TMyL: I have a terribly hard time parsing the scientific so that, if it does come up, I try to translate it, over and over, into a language I can understand (does that change its concepts? quite possibly). What was particularly hard in writing about a custom that is necessarily still based on speculation is parsing the relative viability or level of wishful thinking in each hypothesis. Who really knows? I, for one, sort of hope cryonics bears out, though that also doesn’t change my reservations about the motivations for signing up.
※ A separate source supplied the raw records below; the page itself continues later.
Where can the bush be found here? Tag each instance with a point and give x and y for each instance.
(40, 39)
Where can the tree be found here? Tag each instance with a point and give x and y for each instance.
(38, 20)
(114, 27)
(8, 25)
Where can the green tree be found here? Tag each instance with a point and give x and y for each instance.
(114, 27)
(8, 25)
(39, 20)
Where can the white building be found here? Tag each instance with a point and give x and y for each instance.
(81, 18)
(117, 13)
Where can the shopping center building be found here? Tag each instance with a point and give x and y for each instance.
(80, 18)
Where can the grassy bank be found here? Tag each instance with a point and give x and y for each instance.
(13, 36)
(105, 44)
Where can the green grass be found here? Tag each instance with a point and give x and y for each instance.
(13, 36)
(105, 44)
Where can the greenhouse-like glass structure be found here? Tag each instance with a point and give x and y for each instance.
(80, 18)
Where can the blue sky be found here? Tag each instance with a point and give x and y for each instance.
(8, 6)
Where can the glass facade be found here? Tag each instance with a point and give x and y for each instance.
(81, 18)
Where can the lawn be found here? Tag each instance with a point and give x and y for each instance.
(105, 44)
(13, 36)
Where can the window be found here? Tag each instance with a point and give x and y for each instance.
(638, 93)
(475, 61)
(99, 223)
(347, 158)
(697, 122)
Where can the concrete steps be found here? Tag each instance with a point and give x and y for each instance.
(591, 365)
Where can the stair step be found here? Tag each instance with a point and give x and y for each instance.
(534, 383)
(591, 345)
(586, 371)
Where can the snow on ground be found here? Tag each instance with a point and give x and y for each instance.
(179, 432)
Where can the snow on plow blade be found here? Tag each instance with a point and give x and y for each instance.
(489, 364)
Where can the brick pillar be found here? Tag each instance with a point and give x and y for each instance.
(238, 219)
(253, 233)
As far as those motivations, as with Roger and the Rock Shop, I tried to meet the people involved with generosity and self-reflection about my own wariness.
JR: We served together on the journal Fairy Tale Review where you were a managing editor; I think we were fellow Sonora Review-ers in the days when staff meetings took place at alternating cohorts’ houses. I noted a few of the collection’s mythology references—a Tithonus here, a Philemon there. What role does folklore play in The Book of Resting Places? The supernatural? Are there any myths you came across that get the immortality quandary right?
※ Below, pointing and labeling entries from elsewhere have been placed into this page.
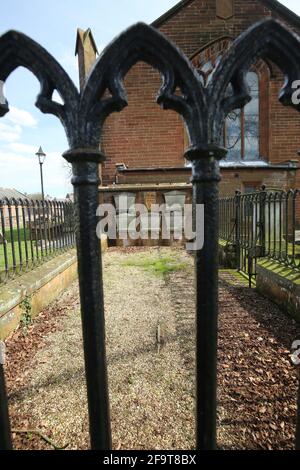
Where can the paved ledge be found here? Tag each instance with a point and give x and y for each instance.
(39, 286)
(280, 284)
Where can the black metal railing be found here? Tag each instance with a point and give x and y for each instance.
(31, 232)
(264, 224)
TMyL: I remember those Sonora Review meetings. They happened at my house actually, at least the second year. We always ended up with some very odd and very cheap cookies bought at Safeway. I looked towards mythology for examples of counterpoints to what I was working on. It was almost as if I were going towards some older and more respected member of the community and asking them for their advice. The stories I referred to had to do with transformation and mutation—at least, I imagine I found or could find most of them in Ovid’s Metamorphoses—and this was helpful, as you pointed out, when trying to determine how stability functions between life and death. I imagine all the myths got the immortality quandary right; that is, they all seem to say living forever is a bad idea.
JR: I had no idea you worked as a wood splitter one summer in Tucson, and here it features in your final essay, “Coda, Codex”—“At times, stripping a round off the blade was like flaying open veins and arteries, the edges of a quartered mesquite just like the marbled fat of flesh”—juxtaposed with the mourning quilt “sewn together from scraps of my father’s old clothes.” The Book of Resting Places’ seamlessness of requiems blankets you (and by extension, the reader) to the extent that, “for a while, I would not be so alone.” Was there a moment when you realized the collection had moved from ten pieces on griefitecture to the connected cathedral it is?
TMyL: There were definitely moments when I had to decide what sort of book it would be. Should I maximalize it and make it a tour of different burial sites, a sort of panoply of urns and graves? I ultimately went with something more pared down, in terms of both form and length. I was more concerned with tracing an emotional content, and seeing how it played out across different registers and times, than in foregrounding any one site. Once I knew the end of the book—and how it would mirror the beginning—things became much easier. There was no real light that came on, just a feeling of peace. As with the characters in some of these essays, there were many alternate forms or paths the book could have taken, but at the time it became what I felt it needed to be.
JON RICCIO is a PhD candidate and composition instructor at the University of Southern Mississippi’s Center for Writers where he serves as an associate editor at Mississippi Review. His work has appeared in Booth, Cleaver, Hawai’i Review, Permafrost, and Waxwing, among others. The poetry editor at Fairy Tale Review, he was a past reader for Sonora Review.